On January 29 the Outsider Art Fair will launch its 23rd edition, boasting 50 exhibitors (its most ever) at Center 548 in Chelsea, all part of a trend owner Andrew Edlin (of the eponymous gallery) sees as a growing demand and relevance for outsider art in the past few years.
As examples he cited the sale of a Henry Darger work at Christie’s Paris in December for over $700,000 and the prevalence of outsider artists (generally defined as those who work outside the art systems of their time or without training) in the last Venice Biennale, or at the most recant Carnegie International.
“More than ever contemporary collectors are buying outsider art,” he posited, naming the “blue chip” artists as Darger, Martin Ramirez, Grandma Moses, and James Castle, adding Augustin Lesage, a French artist from the late 1920s, a work of whose sold for $519,238 last year at auction, according to Artnet.
The fair will host a talk at Christie’s discussing that market the week of the fair.
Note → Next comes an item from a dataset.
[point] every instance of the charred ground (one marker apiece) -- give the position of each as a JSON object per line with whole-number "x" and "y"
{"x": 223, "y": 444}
But Edlin invited non-collectors to visit as well.
“I think in general people respond to how fresh the work is,” he said, “and that’s to a large degree because it’s not derivative. All contemporary art is based on, or certainly informed by, art historical references. The fact that these artists are not working in that continuum—most of the times the audience isn’t even in the equation when these [outsider] artists are making the work—that’s why the work is so radically individualistic, over anything else you see at any art fair, and right when you walk in you can see there are just things that you don’t see at any other fair.”